Most digital integrated circuits require a clock signal to synchronize their activity. Often, a circuit will be designed so that the clock signal can come from more than one source. For example, it may either be generated internally on the chip, or be supplied externally. The motivation for such a design is flexibility and reduced power consumption: in some applications, there could already be an externally generated clock available and so to generate another clock on-chip is wasteful of energy. In other applications, no such external clock may be available. Since it is extremely expensive to produce many different variants of an integrated circuit, common practice is to design a chip to meet both requirements.

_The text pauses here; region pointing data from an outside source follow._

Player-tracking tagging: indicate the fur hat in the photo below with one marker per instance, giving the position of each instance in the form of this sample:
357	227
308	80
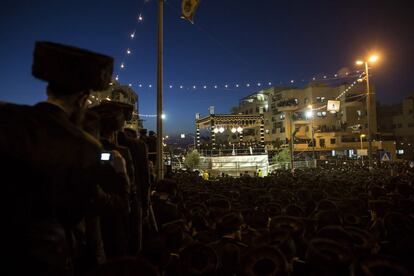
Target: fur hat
70	70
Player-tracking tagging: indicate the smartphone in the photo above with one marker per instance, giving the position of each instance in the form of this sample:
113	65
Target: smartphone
106	156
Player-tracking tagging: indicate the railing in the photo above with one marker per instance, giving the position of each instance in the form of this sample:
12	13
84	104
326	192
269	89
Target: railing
232	152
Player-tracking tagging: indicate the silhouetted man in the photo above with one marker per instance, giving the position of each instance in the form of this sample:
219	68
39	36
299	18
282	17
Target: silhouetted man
50	167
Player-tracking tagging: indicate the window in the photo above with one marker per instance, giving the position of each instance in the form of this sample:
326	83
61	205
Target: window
321	114
322	142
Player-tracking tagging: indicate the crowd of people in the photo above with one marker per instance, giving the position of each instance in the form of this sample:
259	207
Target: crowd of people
80	198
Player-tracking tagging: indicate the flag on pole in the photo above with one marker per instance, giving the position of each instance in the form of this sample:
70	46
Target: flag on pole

For this to be possible, there must exist a circuit for changing the source of the digital clock. Such a change-over must be glitch free, i.e. it must be possible to guarantee that the clock seen by the digital system neither has very short pulses, nor very closely spaced clock pulses. Since the internal and external clocks are asynchronous to one another, this change-over needs to be performed with some care. Typically, it is ensured that the first clock signal is paused for a sufficient duration, before the second clock signal is allowed to take over.
A conventional circuit for performing this function is shown in FIG. 1. The circuit 50 consists of two finite state machines (FSMs) 521, 522 that are responsible for managing the switch-over. Each FSM 521, 522 is associated with a clock input, Clk_A or Clk_B. The FSMs 521, 522 change their state on the 1->0 transition of the relevant clock input. Each FSM 521; 522 has an output ClkEn which, when set to 1, causes the respective clock to be passed to the clock output Clk_Out. The input signal Select, assumed to be synchronous to Clk_Out, specifies which clock should be active. Each FSM 521; 522 monitors the state of the other clock enable signal via the input OtherClkEn. Since the input clocks are assumed to be asynchronous to one another, it is necessary to use a double latch synchronizer 541, 542 for the input signals which come from other clock domains.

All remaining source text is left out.